Do ich zatrzymania doszło w pobliżu placu Tahrir. Jak relacjonował Krysiak, kilkudziesięcioosobowa grupa (a w niej mundurowi) zarekwirowali operatorom paszporty, telefony i kamerę, która została zniszczona w trakcie szamotaniny. "Operatorzy nie wykonywali wtedy zdjęć, kamera była w bagażniku i uległa zniszczeniu podczas jej kontrolowania" - dodał. Paszporty i telefony zostały im zwrócone.

Reklama

W tym samym czasie zatrzymano inną, trzyosobową ekipę TVP, z korespondentem Piotrem Góreckim. "Prawdopodobnie zatrzymała ich policja, ale nie znamy na razie żadnych szczegółów" - powiedział PAP Krysiak.

Redakcja poinformowała już o sprawie MSZ i polską ambasadę w Kairze, które zapewniły, że będą interweniować.
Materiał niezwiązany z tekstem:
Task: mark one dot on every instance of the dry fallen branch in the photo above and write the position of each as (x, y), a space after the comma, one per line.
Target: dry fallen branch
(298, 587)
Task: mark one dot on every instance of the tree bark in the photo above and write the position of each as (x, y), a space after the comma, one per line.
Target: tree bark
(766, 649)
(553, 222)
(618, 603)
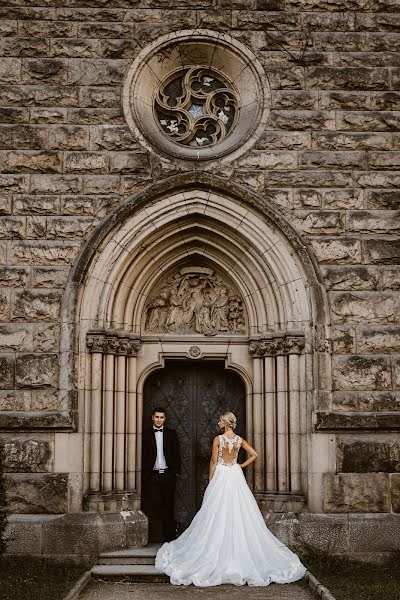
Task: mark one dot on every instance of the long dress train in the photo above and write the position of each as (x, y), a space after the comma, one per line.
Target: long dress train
(228, 540)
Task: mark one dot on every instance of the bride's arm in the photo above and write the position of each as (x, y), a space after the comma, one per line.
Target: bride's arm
(249, 450)
(214, 457)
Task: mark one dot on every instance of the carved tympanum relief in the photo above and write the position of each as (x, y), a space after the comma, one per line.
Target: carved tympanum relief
(196, 107)
(196, 95)
(195, 300)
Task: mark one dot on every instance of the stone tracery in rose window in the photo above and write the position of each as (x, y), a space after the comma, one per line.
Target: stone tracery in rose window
(196, 107)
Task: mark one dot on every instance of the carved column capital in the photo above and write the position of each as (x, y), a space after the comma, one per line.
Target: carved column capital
(113, 342)
(275, 346)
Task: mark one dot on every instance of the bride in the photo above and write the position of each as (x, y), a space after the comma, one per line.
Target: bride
(228, 541)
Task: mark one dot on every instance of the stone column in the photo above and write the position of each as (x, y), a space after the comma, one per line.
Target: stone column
(111, 422)
(120, 415)
(294, 346)
(280, 409)
(96, 346)
(258, 423)
(108, 423)
(282, 430)
(132, 425)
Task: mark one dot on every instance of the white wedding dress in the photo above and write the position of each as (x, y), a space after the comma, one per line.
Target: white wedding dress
(228, 540)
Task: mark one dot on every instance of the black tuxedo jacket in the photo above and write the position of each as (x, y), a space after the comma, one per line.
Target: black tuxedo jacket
(171, 451)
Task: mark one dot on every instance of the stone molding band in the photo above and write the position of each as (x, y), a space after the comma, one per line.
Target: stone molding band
(113, 342)
(276, 346)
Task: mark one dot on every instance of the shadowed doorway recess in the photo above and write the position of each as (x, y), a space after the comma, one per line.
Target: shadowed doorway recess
(194, 395)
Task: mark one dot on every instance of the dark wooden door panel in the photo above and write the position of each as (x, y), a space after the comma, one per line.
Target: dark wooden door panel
(194, 396)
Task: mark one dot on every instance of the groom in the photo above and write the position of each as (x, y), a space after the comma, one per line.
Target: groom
(160, 468)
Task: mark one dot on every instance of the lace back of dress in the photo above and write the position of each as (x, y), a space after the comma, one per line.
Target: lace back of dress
(228, 450)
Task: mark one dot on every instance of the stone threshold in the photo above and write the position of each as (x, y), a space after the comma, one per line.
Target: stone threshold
(364, 421)
(31, 421)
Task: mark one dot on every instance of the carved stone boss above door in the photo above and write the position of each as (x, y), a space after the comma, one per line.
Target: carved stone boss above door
(279, 413)
(111, 412)
(195, 300)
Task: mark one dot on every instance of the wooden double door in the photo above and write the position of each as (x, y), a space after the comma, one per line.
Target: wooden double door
(194, 395)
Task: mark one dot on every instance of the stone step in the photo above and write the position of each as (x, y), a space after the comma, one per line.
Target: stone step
(136, 573)
(130, 556)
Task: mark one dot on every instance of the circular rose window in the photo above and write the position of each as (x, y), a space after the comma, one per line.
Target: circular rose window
(196, 96)
(196, 107)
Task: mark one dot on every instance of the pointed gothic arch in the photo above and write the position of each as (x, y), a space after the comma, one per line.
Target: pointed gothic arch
(189, 220)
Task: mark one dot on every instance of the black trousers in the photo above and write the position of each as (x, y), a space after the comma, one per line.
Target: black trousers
(158, 505)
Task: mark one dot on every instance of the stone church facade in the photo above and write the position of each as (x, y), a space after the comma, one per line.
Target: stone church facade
(214, 189)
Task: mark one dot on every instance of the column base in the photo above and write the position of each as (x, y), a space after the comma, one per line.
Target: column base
(280, 502)
(112, 502)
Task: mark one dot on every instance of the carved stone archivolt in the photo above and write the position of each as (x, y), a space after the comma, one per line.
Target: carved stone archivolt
(112, 342)
(195, 300)
(273, 346)
(196, 107)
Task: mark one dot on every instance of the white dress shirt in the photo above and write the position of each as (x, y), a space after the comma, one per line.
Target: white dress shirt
(160, 463)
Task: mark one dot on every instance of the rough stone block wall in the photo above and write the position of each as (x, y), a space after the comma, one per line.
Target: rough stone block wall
(329, 158)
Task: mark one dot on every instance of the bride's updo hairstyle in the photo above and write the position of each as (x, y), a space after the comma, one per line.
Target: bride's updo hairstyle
(229, 419)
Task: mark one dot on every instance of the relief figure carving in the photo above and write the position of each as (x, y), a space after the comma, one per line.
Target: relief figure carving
(195, 300)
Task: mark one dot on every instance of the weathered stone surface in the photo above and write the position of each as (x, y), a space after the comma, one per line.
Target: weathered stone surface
(43, 253)
(318, 221)
(332, 160)
(371, 533)
(320, 532)
(32, 205)
(351, 141)
(375, 221)
(15, 161)
(37, 305)
(97, 72)
(70, 228)
(36, 227)
(350, 278)
(15, 337)
(23, 136)
(12, 400)
(69, 137)
(390, 278)
(5, 305)
(46, 338)
(12, 228)
(361, 373)
(382, 251)
(86, 162)
(53, 184)
(365, 307)
(113, 137)
(395, 492)
(101, 184)
(7, 371)
(27, 455)
(361, 456)
(396, 373)
(13, 276)
(383, 199)
(44, 399)
(49, 277)
(41, 493)
(356, 492)
(51, 70)
(367, 401)
(378, 339)
(343, 339)
(36, 370)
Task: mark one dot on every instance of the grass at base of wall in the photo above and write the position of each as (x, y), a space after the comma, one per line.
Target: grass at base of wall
(34, 578)
(355, 580)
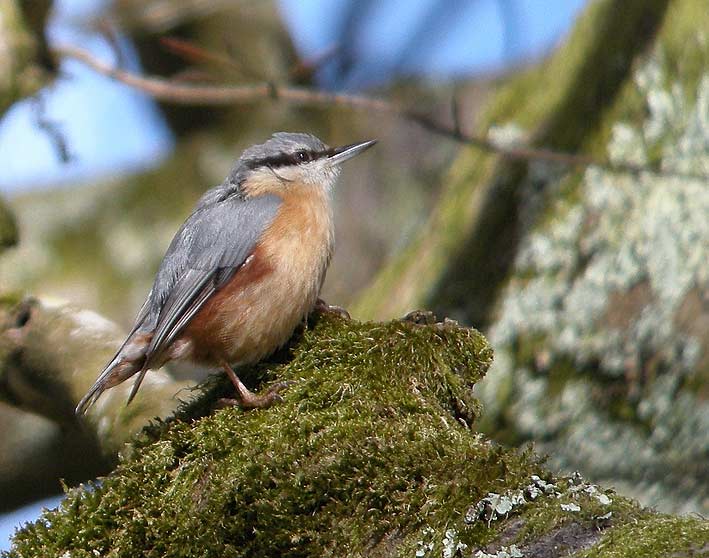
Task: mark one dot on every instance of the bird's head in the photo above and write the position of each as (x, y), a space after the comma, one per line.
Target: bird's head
(288, 159)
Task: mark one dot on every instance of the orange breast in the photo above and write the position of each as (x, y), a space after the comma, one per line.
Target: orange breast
(258, 309)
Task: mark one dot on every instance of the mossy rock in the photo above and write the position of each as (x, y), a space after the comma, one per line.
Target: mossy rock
(371, 453)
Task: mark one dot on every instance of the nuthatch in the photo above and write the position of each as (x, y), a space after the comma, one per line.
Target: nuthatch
(244, 269)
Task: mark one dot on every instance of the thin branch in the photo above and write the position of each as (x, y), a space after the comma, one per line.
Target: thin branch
(51, 128)
(171, 91)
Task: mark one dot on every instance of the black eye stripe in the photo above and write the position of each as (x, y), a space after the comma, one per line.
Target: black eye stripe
(286, 159)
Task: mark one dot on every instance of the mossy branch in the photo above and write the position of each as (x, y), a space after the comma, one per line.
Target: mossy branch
(370, 454)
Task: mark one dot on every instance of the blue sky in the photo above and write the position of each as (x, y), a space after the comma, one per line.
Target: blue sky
(112, 129)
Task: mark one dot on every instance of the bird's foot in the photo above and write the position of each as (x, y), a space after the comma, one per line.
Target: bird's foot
(322, 306)
(247, 399)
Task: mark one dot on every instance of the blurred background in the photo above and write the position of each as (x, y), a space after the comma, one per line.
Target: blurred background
(591, 284)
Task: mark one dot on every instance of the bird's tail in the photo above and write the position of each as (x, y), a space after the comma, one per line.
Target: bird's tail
(128, 361)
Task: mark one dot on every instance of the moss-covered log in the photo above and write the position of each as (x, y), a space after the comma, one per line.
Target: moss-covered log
(8, 227)
(591, 285)
(370, 454)
(50, 354)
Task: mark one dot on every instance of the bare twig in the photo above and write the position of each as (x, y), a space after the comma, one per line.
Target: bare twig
(204, 94)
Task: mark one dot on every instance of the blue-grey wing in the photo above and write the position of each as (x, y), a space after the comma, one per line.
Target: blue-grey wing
(205, 253)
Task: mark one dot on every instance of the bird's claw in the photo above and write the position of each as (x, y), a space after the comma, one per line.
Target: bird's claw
(247, 400)
(322, 306)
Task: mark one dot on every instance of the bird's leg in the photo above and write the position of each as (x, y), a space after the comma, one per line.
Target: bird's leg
(322, 306)
(247, 399)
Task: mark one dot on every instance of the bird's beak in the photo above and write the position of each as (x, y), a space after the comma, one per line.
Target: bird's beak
(339, 155)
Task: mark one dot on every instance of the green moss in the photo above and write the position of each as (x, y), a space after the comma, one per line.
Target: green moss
(370, 443)
(370, 453)
(8, 227)
(658, 536)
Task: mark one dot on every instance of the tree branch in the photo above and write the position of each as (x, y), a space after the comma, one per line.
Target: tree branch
(171, 91)
(50, 353)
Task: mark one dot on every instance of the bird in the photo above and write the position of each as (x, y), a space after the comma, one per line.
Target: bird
(243, 271)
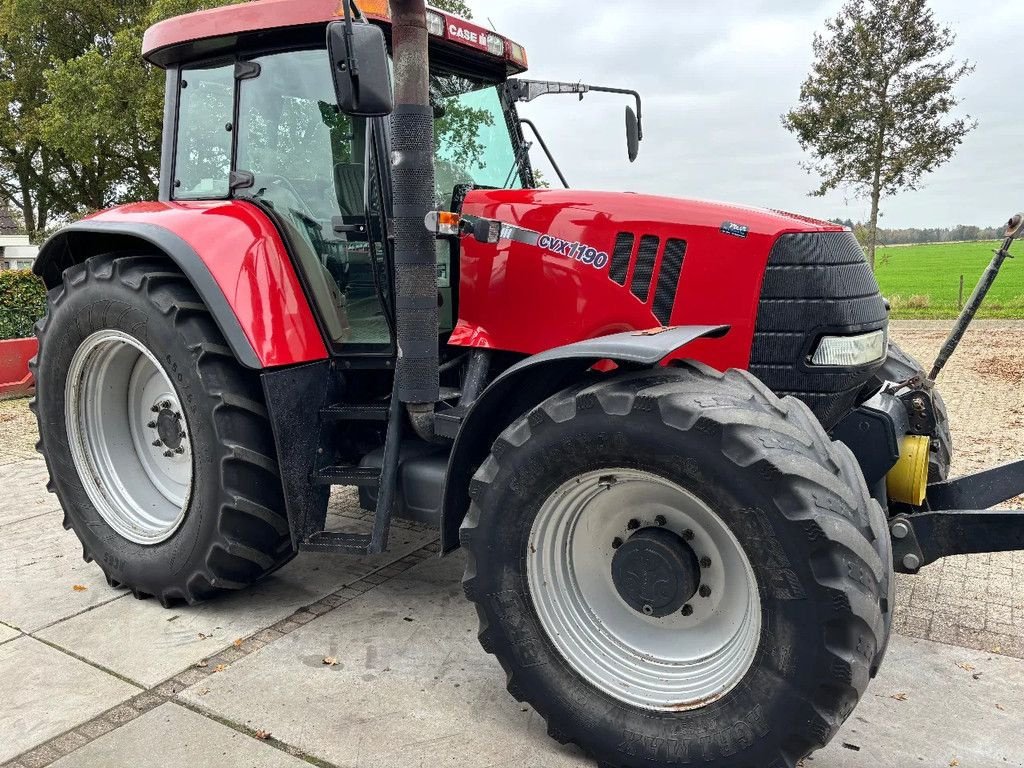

Przez całą noc na głównym placu Kairu dochodziło do starć między zwolennikami i przeciwnikami prezydenta Hosni Mubaraka. Walczące grupy obrzucały się także butelkami z benzyną i kamieniami. Bilans środowych walk to co najmniej trzech zabitych i ponad 1500 rannych. Zwolenników i przeciwników prezydenta Hosniego Mubaraka w centrum Kairu rozdziela wojsko. Agencja AFP podała, że zwolennicy prezydenta Egiptu Hosniego Mubaraka przerwali kordon wojskowy.